A thermodynamically consistent extension of the constitutive equations of saturated soils to unsaturated conditions is often worked out through the use a unique ’effective’ interstitial pressure, accounting equivalently for the pressures of the saturating fluids acting separately on the internal solid walls of the pore network. The natural candidate for this effective interstitial pressure is the space averaged interstitial pressure. In contrast experimental observations have revealed that, at least, a pair of stress state variables was needed for a suitable framework to describe stress-strain-strength behaviour of unsaturated soils. The thermodynamics analysis presented here shows that the most general approach to the behaviour of unsaturated soils actually requires three stress state variables: the suction, which is required to describe the invasion of the soil by the liquid water phase through the retention curve; two effective stresses, which are required to describe the soil deformation at water saturation held constant. However a simple assumption related to the plastic flow rule leads to the final need of only a Bishop-like effective stress to formulate the stress-strain constitutive equation describing the soil deformation, while the retention properties still involve the suction and possibly the deformation. Commonly accepted models for unsaturated soils, that is the Barcelona Basic Model and any approach based on the use of an effective averaged interstitial pressure, appear as special extreme cases of the thermodynamic formulation proposed here.

💡 Research Summary

The paper presents a thermodynamically consistent framework for extending the constitutive equations of saturated soils to unsaturated conditions. Traditional extensions rely on a single “effective interstitial pressure,” usually taken as the space‑averaged pressure of the pore fluids, and they attempt to use a Bishop‑type effective stress in the same way as for saturated soils. Experimental evidence, however, shows that a single stress variable cannot capture the full stress‑strain‑strength response of unsaturated soils; at least two independent stress measures are required.

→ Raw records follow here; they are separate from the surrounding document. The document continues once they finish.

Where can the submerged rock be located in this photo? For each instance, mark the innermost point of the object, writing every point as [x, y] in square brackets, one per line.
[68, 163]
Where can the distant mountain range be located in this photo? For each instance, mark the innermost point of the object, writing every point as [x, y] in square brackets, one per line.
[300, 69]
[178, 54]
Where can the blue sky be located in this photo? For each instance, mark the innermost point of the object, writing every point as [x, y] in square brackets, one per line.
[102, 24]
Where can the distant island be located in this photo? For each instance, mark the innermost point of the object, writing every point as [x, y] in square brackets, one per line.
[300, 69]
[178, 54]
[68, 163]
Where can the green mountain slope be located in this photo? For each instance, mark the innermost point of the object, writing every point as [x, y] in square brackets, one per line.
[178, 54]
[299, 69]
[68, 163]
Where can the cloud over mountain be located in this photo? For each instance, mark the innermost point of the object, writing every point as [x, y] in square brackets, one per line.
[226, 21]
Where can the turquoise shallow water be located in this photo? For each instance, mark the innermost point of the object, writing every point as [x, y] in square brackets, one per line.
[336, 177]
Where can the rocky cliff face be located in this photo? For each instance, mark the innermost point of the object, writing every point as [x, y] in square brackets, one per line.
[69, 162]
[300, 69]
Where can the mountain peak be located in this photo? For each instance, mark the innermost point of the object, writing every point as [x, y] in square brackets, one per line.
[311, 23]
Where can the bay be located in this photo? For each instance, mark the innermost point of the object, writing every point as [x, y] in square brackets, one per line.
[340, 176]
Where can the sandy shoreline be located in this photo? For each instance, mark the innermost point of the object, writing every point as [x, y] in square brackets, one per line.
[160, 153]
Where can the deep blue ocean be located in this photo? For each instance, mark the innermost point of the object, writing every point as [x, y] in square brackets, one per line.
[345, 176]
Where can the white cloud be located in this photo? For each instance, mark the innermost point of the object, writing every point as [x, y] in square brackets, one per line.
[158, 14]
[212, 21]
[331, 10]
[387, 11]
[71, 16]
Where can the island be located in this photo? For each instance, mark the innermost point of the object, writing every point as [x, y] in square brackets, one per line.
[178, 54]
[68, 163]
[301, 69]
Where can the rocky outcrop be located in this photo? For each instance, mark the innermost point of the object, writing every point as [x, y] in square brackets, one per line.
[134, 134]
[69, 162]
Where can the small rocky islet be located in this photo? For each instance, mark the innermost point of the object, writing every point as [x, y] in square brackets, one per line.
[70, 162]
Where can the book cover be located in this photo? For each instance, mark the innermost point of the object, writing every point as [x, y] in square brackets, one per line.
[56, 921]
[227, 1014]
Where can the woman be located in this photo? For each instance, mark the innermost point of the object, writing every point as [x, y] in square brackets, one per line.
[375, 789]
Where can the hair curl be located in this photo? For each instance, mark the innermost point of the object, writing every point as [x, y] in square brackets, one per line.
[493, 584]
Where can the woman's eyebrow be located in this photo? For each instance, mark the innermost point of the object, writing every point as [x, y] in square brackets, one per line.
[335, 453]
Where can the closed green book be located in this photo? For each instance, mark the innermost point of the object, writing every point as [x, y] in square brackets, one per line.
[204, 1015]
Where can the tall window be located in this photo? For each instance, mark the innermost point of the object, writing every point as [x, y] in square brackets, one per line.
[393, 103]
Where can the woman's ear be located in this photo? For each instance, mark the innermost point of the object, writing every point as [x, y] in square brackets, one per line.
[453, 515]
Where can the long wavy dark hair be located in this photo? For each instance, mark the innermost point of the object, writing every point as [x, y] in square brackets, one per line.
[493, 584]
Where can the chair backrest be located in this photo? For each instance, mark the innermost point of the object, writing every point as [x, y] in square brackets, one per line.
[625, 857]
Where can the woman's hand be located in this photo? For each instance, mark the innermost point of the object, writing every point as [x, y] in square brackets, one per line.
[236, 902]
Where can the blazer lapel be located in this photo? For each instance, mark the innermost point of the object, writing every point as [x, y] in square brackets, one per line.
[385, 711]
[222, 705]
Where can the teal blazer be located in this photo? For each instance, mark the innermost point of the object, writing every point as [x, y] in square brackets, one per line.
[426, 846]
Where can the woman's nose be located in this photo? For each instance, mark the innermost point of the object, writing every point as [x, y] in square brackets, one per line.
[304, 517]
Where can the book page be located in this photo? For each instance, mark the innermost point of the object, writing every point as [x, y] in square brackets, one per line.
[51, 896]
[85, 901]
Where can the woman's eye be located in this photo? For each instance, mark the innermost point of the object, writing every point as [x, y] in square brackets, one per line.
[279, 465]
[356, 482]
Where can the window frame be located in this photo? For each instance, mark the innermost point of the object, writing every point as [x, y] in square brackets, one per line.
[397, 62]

Starting from the first and second laws of thermodynamics, the authors formulate the free‑energy density and the dissipation potential with two internal variables: the degree of saturation (S_r) and the suction (u_a – u_w). By differentiating the free energy, they identify three independent stress work‑conjugate variables: (1) a Bishop‑type effective stress σ′ = σ − χ u_a − (1 − χ) u_w, (2) the suction itself, and (3) an additional effective stress that becomes relevant when the water saturation is held constant during deformation. The suction governs the invasion of the liquid phase and thus the soil’s retention behavior (the water retention curve), while the two effective stresses govern mechanical deformation.

A key insight is that, if the plastic flow rule is assumed to be associated with a single scalar plastic potential that depends only on the Bishop‑type stress, the additional effective stress can be eliminated from the plastic flow description. Consequently, the deformation part of the constitutive model can be expressed with a single Bishop‑like effective stress, whereas suction remains as an independent variable for the retention part. This simplification does not violate thermodynamic consistency because the dissipation inequality is still satisfied.

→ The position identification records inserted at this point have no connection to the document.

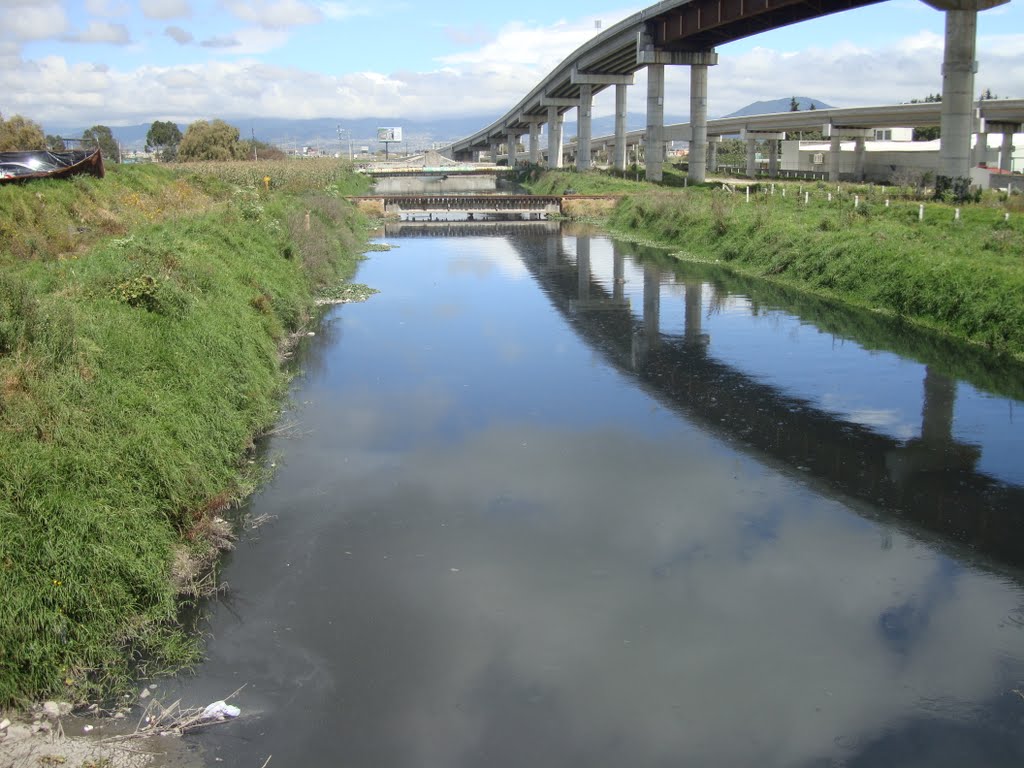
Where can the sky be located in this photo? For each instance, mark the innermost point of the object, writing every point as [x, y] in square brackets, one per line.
[118, 62]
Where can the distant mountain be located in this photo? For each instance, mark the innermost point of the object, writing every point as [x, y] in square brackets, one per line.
[778, 104]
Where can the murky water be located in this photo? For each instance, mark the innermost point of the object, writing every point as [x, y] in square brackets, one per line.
[546, 502]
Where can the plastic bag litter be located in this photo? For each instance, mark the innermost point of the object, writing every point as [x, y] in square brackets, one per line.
[220, 711]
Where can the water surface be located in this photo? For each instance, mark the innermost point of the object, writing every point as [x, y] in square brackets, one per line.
[548, 501]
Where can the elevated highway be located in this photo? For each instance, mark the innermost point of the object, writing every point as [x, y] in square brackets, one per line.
[685, 33]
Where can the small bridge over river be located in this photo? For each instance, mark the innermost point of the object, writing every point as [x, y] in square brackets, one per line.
[524, 207]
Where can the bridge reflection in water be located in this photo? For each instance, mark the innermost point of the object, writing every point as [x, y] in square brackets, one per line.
[930, 484]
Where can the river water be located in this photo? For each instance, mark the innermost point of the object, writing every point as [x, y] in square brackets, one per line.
[550, 500]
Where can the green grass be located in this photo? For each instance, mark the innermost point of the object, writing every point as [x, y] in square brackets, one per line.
[965, 278]
[134, 374]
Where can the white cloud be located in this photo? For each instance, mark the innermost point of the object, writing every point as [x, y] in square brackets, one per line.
[165, 8]
[179, 36]
[101, 32]
[274, 14]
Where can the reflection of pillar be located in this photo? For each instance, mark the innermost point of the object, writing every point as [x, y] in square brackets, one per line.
[691, 327]
[651, 303]
[834, 157]
[937, 413]
[859, 148]
[552, 250]
[654, 144]
[697, 162]
[583, 265]
[617, 273]
[621, 112]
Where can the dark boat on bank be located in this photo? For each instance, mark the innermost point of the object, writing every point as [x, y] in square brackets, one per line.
[32, 164]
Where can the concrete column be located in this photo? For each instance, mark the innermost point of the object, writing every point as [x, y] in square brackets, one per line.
[958, 67]
[583, 266]
[584, 127]
[654, 143]
[697, 164]
[554, 138]
[621, 112]
[835, 150]
[1007, 152]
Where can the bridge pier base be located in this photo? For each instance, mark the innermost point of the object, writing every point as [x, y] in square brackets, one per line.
[697, 166]
[621, 113]
[554, 138]
[654, 137]
[584, 127]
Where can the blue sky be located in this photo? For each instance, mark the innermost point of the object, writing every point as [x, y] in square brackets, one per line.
[120, 62]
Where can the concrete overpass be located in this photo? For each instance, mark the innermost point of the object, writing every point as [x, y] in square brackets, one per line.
[685, 33]
[1005, 117]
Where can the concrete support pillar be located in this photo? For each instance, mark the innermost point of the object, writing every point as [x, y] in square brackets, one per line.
[584, 127]
[583, 266]
[835, 150]
[512, 140]
[621, 112]
[1007, 152]
[697, 165]
[654, 143]
[554, 138]
[958, 67]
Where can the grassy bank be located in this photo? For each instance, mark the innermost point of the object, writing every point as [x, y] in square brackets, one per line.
[964, 278]
[141, 317]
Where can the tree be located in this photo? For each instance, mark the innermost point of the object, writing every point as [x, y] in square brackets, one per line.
[213, 140]
[100, 135]
[164, 138]
[20, 133]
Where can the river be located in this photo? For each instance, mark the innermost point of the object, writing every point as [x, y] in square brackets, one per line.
[552, 500]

The authors then show that widely used models are special cases of their general formulation. The Barcelona Basic Model (BBM) corresponds to the choice χ = χ(S_r) and a suction‑only coupling in the retention law; models that employ a simple space‑averaged interstitial pressure correspond to the extreme limits χ = 1 (fully saturated) or χ = 0 (dry). Both are therefore subsets of the more general three‑stress‑variable framework.

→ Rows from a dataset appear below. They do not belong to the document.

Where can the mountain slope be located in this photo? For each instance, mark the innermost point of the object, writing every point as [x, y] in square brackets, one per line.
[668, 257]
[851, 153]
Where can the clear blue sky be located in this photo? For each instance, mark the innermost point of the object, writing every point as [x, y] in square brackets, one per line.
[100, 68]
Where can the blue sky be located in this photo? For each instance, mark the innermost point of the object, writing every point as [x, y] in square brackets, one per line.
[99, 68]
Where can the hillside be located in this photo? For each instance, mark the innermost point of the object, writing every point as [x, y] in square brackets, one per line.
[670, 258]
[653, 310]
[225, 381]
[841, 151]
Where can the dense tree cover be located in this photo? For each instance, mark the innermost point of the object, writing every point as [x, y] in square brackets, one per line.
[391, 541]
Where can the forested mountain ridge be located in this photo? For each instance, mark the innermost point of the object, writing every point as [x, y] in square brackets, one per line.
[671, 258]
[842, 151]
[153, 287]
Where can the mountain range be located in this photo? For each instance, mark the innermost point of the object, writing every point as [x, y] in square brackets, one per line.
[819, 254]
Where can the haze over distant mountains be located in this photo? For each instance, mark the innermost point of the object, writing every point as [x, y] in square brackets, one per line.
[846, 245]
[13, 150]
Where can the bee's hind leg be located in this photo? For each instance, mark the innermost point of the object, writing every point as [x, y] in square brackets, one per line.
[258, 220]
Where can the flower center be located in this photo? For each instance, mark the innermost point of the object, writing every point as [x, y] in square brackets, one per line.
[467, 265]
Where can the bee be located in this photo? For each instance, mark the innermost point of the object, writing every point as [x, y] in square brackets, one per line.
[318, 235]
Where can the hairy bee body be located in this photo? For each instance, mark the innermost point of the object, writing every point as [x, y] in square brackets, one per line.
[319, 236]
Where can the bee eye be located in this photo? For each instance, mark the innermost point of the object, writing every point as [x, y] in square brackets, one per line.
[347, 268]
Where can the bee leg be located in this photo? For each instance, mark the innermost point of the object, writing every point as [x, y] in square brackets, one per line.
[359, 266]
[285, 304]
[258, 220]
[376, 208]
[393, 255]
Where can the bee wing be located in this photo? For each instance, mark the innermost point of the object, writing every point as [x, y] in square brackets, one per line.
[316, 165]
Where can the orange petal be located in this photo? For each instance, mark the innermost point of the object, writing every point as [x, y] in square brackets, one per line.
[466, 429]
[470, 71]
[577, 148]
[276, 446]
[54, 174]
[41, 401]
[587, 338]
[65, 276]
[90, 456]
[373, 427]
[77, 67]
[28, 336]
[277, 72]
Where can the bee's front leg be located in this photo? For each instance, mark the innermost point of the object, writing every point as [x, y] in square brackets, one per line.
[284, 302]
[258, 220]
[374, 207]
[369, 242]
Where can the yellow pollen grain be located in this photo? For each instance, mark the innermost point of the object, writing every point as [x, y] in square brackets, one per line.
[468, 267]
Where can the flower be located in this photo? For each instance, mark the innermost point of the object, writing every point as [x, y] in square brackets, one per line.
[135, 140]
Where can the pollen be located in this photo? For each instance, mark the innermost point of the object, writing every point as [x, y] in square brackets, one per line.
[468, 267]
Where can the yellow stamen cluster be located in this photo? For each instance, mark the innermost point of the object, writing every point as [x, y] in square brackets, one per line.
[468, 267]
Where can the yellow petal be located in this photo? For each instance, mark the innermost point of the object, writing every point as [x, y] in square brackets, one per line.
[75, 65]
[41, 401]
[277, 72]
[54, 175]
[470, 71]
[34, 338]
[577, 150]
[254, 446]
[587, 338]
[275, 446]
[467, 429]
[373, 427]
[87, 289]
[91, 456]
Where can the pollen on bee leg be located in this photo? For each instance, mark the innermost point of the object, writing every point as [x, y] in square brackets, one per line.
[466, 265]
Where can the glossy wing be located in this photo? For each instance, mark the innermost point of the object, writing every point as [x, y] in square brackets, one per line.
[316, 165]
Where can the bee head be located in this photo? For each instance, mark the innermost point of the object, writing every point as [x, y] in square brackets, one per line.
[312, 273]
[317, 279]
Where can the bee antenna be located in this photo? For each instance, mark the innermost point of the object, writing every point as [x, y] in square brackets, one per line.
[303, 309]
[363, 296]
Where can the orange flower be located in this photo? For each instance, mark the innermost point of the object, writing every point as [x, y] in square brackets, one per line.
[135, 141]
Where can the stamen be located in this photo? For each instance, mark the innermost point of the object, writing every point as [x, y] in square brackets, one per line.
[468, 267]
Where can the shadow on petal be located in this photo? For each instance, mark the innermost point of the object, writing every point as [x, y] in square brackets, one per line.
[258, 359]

In summary, the thermodynamic analysis demonstrates that a complete description of unsaturated soil behavior requires three stress state variables: suction for the hydraulic (retention) response, and two effective stresses for the mechanical response at constant saturation. By adopting a simple associated plastic flow rule, the mechanical response can be reduced to a single Bishop‑type effective stress, preserving the essential physics while simplifying implementation. This unified framework clarifies the physical meaning of model parameters, resolves inconsistencies in earlier approaches, and provides a solid basis for developing more accurate and versatile constitutive models for unsaturated soils in geotechnical engineering and related numerical simulations.